I guess thats why he mentioned gameservers specifically, as those often depend on being a single node
I hate and like people behind JS development as a language at the same time.
Node.js devs more than anybody else realize what's wrong with the general direction of mainstream webdev languages, while at the same time cultivating that culture around themselves like that.
A good decision they made was not using high level IO abstractions that both eats performance, and obscures synchronicity implications.
And the bad one is their general chabuduo attitude. While nobody in a sane mind will use node.js for an airplane autopilot,or a space mission software, there is no reason for them not to strive for improving node.js reliability to the extend demanded in the "serious software" industry
TL;DR from the GitHub discussion: had to do with an integer overflow related to oxffffff hex string lengths and unsigned ints, introduced in one of the Node 10.x versions. This is the pull request that fixes it: https://github.com/nodejs/node/pull/22214
stuff like crons, logging stats, all kinds of things. Note that this apparently even affected some setTimeout calls after that long, so you couldn't schedule something to happen 500 ms from now, for example...
The bug occurs if your process reaches ~25 days, period. Regardless of the interval that you set - it could be 1ms and still fail. It has been 'fixed' and is now ~49 days, but setTimeout does not throw and so you have to rely on your process crashing due to some other condition.
If you have setTimeout anywhere in your code (including packages), you will need to force it to crash/exit once a month.
The implementation of setTimeout in Node is not sound.
> cumulative running time is not needed to calculate when next to call the interval
I don't see how that solves anything, you are just defining a new limit to be broken, which would occur when the timer resolution is next increased if not in practice.

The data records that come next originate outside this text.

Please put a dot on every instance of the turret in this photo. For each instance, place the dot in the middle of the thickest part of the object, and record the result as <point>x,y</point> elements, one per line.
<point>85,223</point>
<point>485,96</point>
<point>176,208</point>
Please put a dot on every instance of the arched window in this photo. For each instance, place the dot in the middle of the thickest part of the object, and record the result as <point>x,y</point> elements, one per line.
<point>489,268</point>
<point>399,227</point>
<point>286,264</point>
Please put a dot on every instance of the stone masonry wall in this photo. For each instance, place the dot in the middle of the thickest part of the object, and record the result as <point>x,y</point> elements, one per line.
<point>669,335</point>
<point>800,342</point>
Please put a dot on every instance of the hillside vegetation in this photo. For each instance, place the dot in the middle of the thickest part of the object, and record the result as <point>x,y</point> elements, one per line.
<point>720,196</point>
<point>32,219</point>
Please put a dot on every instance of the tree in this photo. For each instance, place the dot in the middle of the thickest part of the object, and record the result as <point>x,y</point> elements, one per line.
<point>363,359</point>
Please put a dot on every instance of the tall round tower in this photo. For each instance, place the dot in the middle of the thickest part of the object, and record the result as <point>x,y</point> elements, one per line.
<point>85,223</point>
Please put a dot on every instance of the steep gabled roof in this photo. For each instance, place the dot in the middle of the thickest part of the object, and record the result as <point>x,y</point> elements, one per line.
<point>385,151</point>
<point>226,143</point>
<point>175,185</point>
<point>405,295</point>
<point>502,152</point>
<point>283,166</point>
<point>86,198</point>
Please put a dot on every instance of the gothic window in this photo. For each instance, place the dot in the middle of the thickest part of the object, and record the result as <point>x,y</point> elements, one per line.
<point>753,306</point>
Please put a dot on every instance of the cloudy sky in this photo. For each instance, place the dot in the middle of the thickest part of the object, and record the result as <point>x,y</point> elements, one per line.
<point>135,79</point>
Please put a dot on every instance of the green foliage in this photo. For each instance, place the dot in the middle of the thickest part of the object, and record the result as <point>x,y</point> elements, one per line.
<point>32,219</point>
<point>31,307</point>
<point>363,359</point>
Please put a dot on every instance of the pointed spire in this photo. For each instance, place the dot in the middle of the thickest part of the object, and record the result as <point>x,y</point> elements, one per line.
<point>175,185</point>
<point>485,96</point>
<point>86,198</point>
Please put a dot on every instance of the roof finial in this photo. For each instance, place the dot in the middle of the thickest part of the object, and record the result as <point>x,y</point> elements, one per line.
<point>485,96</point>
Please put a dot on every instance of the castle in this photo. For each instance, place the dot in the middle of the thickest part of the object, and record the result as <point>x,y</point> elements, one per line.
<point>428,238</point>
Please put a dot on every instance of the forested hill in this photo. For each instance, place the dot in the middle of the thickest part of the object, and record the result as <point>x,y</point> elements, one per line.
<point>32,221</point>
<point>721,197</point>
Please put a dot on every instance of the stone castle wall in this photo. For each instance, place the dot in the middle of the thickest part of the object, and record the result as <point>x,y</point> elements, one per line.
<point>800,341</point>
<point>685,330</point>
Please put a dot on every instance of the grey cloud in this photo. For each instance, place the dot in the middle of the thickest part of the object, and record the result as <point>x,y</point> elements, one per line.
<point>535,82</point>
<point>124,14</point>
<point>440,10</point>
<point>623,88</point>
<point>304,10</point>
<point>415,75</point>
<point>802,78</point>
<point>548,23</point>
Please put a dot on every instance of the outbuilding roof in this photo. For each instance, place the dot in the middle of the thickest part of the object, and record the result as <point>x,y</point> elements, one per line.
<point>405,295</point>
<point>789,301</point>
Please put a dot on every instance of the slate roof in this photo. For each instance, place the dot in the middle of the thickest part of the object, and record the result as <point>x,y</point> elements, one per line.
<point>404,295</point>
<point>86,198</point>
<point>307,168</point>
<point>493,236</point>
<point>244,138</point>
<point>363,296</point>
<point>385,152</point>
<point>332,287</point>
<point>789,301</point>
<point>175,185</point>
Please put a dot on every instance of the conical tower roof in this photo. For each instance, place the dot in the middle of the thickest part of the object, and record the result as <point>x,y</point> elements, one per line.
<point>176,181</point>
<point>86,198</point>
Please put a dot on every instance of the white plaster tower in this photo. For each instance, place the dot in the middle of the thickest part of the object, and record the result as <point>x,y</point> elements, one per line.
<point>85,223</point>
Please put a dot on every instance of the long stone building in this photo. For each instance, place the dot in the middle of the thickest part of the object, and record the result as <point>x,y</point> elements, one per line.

It makes sense that either the actual interval or timeout periods are limited by the underlying types used to store them... but I see no intrinsic reason why cumulative time that setInterval runs need be limited by any underlying type (cumulative running time is not needed to calculate when next to call the interval).
Would someone seriously encounter a defect like that? Who would set a function to run after ~25 days (2^31 milliseconds) and expect that that process still runs after all those days? You're not safeguarding yourself against the very likely situation that processes could stop over such a long period.
Also, considering the length of that period, it's most likely that the delay for the function-to-be-called is from a business (and not some technical) requirement. So, a more fitting design would be to set up a delayed job for asynchronously executing long-running or later tasks in the background by a scheduler.
Conceptually they are not scheduling a function to be run after a month, but scheduling it to run twice per second as long as the process is running. When the process is still running a month later, it is very unexpected that the scheduling would suddenly stop.
My bad, perhaps because of the original (or confusing) post title earlier. A scheduling process that stops after 25 days is indeed a more realistic bug than a function planned for execution in 25 days not being called.